Multiply by the common ratio (or the reciprocal of the common ratio). This method can be used when a series is obtained by multiplying arithmetic progression and geometric progression. Your question, the front n is arithmetic progression, and the back (1/2) (n- 1) is geometric progression, so it is obtained by multiplying arithmetic progression and geometric progression.

Let an be arithmetic progression, bn be geometric progression, and cn = An BN (your topic is this type), then the sum of the first n items in cn.

The solution of Sn is usually multiplied by the common ratio Q of bn (or the reciprocal of common ratio 65438 +0/q), and then it can be solved by dislocation subtraction.

sn =(a 1 b 1)+(a2 B2)+……+(an bn)

Then q sn = (a1b1q)+(a2b2q)+...+(anbnq), and substitute b {n+ 1} = bn q, we get.

q Sn =(a 1 B2)+(a2 B3)+……+(a { n- 1 } bn)+(a b { n+ 1 })

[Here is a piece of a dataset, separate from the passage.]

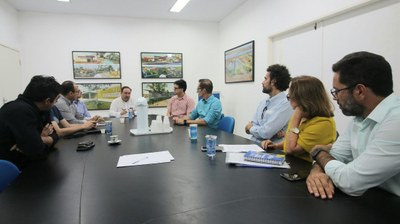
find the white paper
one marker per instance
(241, 148)
(145, 158)
(238, 159)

Subtract two expressions to get.

( 1-q)Sn =(a 1 b 1)+(a2-a 1)B2+(a3-a2)B3+……+(an-a { n- 1 })bn-(an b { n+ 1 })，

Note that a2-a1= a3-a2 = ... = an-a {n-1} = d, so

(1-q) sn = (a1b1)+d (B2+B3+...+bn)-(anb {n+1}), and the middle bracket is the sum of geometric series, so sn can be obtained.

I won't give you the answer directly here. I'll give you a way. When you learn it, this kind of problem will be no problem.